Prolonged exposure to the sun can lead to edema and blistering. At times the immediate damage can be so severe that the individual can lose the skin in sheets.
– photo by Mitch Waxman
Doctor friends have advised me that my aversion to this hideous biological malady is unavoidable, and described timetables which offer precise time periods during which the kidneys and liver may cleanse the blood of toxins, and the function of cellular growth and repair is based around sleep as well I am told. As well, psychiatric and psychological sources describe the chronic loss or avoidance of sleep as some sort of disorder.

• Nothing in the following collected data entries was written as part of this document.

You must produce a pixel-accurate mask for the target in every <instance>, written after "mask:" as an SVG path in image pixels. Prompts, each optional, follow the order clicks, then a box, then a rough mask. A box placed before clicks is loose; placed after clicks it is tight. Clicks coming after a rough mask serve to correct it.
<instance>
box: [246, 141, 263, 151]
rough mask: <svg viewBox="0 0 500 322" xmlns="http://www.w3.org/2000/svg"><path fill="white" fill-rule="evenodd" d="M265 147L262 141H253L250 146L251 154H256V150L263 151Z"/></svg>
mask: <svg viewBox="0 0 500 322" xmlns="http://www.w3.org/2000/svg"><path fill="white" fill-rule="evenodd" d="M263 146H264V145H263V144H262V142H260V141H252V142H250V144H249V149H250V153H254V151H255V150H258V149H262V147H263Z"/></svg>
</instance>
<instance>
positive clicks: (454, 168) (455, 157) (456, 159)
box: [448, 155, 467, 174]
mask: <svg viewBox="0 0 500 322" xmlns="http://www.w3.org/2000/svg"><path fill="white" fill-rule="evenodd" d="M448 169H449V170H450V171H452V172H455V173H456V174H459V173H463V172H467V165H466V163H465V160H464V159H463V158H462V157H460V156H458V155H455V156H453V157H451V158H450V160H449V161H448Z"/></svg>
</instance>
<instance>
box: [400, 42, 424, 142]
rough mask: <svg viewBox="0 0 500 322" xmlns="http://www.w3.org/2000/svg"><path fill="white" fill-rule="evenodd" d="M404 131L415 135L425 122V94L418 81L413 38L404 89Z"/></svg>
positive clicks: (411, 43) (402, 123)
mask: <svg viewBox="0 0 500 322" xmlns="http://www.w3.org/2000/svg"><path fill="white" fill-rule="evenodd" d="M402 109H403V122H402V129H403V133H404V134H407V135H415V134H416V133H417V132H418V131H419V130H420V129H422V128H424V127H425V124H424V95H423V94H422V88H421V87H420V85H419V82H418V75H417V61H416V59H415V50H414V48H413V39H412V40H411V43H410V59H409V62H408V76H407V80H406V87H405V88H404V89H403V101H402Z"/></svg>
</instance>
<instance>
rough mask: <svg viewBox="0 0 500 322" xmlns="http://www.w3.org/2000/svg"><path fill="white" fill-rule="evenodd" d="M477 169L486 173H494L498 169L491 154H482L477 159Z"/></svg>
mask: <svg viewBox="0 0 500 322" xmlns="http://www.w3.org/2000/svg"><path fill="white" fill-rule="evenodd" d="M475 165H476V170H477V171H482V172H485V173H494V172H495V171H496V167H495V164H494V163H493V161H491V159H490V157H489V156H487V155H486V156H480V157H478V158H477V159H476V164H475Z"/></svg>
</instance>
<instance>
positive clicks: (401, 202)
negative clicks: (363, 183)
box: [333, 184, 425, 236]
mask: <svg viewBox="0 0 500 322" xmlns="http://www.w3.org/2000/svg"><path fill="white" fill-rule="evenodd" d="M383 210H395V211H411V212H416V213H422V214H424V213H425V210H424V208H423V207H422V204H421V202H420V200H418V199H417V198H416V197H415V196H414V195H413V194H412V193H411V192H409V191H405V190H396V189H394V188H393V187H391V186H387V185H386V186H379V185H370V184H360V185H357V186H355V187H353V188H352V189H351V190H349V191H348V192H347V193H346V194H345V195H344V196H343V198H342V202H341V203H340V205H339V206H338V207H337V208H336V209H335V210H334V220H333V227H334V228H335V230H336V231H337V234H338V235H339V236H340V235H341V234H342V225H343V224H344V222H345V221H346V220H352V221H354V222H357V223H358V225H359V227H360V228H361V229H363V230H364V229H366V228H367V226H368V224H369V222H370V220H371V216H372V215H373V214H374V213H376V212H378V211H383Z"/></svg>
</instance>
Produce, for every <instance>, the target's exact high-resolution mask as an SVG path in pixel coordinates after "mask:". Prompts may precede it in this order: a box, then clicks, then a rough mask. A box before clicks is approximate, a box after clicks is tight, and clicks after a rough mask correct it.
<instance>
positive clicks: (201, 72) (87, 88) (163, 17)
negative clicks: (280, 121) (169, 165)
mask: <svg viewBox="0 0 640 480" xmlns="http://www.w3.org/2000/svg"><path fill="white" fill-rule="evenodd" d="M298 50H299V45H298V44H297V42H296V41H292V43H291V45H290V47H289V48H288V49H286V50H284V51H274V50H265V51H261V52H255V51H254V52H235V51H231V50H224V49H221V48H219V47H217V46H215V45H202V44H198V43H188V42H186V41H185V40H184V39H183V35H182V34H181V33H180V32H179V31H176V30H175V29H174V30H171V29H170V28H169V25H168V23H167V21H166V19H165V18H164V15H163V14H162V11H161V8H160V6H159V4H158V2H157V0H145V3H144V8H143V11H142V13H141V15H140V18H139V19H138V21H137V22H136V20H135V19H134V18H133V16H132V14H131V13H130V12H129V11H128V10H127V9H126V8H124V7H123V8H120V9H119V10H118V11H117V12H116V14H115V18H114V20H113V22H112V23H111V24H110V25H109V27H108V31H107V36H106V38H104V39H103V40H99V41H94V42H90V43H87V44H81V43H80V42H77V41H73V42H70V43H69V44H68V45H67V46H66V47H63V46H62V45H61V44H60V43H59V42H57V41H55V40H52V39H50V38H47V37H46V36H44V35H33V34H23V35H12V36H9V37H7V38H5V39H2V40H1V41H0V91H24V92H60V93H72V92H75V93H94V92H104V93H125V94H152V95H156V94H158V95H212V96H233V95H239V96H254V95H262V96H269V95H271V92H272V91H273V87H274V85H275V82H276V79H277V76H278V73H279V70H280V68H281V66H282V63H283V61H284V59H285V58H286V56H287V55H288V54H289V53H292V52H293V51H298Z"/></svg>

Well, what do lettered academics know anyway? Have they rode with the tomb legions over the frozen steppes of nephren ka, or flown with the night gaunts through low hanging branches over the Lethe, or walked a mile in my moccasins?
from wikipedia
Sleep deprivation is the condition of not having enough sleep; it can be either chronic or acute. A chronic sleep-restricted state can cause fatigue, daytime sleepiness, clumsiness and weight loss or weight gain. It adversely affects the brain and cognitive function. Few studies have compared the effects of acute total sleep deprivation and chronic partial sleep restriction. Complete absence of sleep over long periods is impossible for humans to achieve (unless they suffer from fatal familial insomnia); brief microsleeps cannot be avoided. Long-term total sleep deprivation has caused death in lab animals.